Hanks joked at a Toronto film festival press conference that the shoot for "A Beautiful Day in the Neighborhood" was "a living hell," while director Marielle Heller admitted to "sweater snafus" in their bid to recreate memorable scenes from "Mister Rogers' Neighborhood."

The "Cast Away" star plays the late Fred Rogers in a story based on a real-life friendship that developed between the soft-spoken TV star and a jaded magazine writer sent to profile him, played by Matthew Rhys.

Hanks says the shoot involved contorting himself under set pieces to manipulate a hand puppet while singing live, and addressing a TV camera while zipping up a sweater and tying sneaker laces. Rogers died from stomach cancer in 2003 at age 74.

The bearded Hanks kept journalists chuckling at a jovial press conference, in which he and the film's director and screenwriters also touted Rogers' gentle way of connecting with children as a welcome balm to today's cynicism.

The Toronto International Film Festival runs through Sept. 15.

Hanks held court during the press conference, detailing the choreography involved in the movie's opening, which mirrors the opening scene of each episode of "Mister Rogers' Neighborhood."

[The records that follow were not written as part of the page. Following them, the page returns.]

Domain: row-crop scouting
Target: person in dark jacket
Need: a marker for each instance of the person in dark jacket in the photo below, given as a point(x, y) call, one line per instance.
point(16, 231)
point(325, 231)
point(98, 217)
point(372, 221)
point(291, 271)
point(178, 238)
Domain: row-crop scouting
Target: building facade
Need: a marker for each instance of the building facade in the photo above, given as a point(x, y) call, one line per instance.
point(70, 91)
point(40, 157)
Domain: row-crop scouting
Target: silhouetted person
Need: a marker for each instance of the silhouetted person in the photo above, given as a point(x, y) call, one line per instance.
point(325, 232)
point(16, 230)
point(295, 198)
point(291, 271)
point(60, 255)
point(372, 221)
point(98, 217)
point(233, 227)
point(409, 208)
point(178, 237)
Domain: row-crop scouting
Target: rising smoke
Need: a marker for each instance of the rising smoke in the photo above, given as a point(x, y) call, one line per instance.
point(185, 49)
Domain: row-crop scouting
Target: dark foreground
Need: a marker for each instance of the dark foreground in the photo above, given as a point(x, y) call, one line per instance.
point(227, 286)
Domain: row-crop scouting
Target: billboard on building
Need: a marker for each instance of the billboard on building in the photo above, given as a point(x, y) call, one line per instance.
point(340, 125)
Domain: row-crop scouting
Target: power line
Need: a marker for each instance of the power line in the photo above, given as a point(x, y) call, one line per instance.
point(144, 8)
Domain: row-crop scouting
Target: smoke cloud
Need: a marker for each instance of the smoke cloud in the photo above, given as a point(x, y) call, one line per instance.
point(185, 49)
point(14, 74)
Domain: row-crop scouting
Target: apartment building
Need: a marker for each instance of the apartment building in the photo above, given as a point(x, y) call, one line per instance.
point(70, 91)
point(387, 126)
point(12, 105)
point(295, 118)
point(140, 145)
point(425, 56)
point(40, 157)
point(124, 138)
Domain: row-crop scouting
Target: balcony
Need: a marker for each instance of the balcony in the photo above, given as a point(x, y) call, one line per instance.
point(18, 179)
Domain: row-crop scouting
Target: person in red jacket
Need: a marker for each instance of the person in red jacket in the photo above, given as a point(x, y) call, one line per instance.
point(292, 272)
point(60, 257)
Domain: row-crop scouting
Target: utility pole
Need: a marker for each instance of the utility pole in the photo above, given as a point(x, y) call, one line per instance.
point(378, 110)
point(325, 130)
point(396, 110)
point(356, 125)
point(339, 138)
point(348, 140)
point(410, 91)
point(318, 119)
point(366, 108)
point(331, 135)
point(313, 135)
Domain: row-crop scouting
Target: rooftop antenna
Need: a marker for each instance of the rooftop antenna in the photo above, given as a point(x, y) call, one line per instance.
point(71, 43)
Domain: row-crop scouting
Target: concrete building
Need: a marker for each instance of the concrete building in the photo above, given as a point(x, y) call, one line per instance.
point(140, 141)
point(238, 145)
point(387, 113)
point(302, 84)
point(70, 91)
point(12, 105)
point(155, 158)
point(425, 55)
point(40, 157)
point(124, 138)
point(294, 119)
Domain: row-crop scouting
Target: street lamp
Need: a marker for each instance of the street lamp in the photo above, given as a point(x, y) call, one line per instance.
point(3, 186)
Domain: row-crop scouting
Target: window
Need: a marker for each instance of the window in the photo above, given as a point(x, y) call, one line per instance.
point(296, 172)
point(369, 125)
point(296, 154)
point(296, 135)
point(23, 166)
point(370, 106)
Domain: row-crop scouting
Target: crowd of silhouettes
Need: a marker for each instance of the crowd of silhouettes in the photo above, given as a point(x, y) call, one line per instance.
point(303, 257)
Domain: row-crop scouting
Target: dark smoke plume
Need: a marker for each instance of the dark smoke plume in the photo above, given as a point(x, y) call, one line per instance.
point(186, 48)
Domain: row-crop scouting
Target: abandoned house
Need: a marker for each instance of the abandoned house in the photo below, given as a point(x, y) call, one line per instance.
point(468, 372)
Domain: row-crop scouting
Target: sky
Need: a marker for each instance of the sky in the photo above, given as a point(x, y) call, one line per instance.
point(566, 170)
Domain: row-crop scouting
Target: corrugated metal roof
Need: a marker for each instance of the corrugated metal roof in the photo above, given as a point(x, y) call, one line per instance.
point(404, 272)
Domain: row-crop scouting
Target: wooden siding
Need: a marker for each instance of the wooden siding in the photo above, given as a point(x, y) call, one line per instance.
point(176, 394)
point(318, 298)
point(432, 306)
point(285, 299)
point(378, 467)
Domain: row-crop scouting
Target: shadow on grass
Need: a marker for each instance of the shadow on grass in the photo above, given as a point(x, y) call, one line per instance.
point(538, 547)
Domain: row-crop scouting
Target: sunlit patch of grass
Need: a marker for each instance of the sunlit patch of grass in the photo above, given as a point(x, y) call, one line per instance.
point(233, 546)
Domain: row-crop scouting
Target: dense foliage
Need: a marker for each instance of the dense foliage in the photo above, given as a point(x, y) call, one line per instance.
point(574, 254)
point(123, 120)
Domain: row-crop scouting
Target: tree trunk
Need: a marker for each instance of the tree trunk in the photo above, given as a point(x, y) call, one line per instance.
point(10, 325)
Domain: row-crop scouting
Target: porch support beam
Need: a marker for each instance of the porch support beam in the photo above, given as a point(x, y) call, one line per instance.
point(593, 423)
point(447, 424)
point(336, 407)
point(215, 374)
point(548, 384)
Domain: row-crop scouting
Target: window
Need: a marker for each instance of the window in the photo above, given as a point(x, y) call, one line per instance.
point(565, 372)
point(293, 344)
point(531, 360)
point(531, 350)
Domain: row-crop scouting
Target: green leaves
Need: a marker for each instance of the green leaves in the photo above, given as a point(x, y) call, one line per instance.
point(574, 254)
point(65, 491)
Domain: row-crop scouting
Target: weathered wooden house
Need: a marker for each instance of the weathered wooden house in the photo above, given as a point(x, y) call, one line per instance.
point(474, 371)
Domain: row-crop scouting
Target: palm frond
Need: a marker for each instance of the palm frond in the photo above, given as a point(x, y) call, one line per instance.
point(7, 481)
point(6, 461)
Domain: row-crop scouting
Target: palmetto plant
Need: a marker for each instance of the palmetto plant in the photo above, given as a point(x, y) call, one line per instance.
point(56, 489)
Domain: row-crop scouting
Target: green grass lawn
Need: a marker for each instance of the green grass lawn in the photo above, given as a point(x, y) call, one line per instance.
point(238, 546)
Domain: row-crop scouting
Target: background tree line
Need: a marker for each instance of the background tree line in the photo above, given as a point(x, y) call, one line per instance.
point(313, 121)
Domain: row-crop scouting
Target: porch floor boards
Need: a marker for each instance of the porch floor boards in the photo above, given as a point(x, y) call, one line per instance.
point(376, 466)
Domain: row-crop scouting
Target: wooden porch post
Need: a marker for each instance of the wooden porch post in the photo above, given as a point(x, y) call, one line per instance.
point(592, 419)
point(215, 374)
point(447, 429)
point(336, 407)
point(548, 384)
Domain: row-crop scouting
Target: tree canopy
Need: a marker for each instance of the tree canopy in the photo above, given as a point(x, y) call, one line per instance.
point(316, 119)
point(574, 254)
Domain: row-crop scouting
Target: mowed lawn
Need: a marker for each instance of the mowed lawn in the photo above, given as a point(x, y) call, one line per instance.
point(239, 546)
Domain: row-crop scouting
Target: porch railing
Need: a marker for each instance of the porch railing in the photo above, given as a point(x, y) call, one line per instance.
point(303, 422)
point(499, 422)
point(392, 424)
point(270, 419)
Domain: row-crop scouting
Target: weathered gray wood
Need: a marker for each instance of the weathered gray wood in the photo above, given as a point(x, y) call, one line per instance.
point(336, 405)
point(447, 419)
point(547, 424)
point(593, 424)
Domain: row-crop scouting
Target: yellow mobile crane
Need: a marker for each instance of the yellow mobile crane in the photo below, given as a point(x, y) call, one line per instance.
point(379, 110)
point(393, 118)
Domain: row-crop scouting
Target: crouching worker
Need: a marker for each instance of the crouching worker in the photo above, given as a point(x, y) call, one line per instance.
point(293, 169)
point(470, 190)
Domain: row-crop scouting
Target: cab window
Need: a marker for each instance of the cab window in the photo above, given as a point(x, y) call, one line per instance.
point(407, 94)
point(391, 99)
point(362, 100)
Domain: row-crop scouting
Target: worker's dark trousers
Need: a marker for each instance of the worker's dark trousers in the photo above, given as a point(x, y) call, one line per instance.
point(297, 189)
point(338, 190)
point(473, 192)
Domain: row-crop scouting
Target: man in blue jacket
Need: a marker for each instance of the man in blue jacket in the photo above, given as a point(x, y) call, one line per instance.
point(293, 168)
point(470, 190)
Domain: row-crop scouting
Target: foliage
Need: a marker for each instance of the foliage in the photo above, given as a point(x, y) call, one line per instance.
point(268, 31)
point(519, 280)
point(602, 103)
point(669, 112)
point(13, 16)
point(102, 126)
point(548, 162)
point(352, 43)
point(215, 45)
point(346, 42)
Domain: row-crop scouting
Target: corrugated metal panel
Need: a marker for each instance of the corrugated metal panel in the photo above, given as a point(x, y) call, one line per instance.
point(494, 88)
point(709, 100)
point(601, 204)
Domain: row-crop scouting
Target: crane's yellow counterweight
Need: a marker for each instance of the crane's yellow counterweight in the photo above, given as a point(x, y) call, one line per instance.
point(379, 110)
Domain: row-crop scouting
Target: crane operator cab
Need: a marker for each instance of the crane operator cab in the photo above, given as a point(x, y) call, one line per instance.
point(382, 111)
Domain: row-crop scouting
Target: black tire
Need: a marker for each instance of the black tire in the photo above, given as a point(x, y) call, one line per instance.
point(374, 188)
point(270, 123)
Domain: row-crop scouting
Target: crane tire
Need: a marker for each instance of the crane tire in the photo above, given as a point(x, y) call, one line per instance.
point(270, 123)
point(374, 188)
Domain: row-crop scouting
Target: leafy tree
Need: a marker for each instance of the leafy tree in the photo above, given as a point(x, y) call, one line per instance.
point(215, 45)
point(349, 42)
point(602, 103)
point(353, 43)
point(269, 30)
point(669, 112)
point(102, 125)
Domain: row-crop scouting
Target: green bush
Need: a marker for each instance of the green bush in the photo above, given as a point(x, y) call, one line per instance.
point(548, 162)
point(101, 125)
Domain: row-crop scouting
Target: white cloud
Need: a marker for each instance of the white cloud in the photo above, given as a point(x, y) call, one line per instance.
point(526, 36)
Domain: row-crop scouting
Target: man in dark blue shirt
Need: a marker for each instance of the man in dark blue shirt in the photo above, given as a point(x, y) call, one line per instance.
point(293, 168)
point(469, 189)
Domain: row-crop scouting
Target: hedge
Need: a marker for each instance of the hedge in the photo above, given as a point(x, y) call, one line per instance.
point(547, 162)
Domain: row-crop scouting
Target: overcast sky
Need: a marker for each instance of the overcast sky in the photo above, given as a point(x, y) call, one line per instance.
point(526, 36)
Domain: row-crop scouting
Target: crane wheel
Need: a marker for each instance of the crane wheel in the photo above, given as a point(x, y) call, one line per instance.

"You think you have a lot of time in that song? You try to come in, take a jacket off, hang it (up), close the (closet) door... take a pair of shoes off -- at the same time. Twenty-two takes, baby!" Hanks said to laughter Sunday.

"This movie was a living hell."

Hanks added that he watched "eight million episodes" of "Mister Rogers" to nail down the right mannerisms, noting that he was keen to make sure his portrayal is genuine.

"The hardest thing that I think that any actor has is beating down that self-consciousness that you feel naturally," he says.

"Fred required me to kind of somehow still the wild horses that go through your brain because so much of it is, 'Get it' and 'Nab it' and 'Punch it' and make the day and get the shot."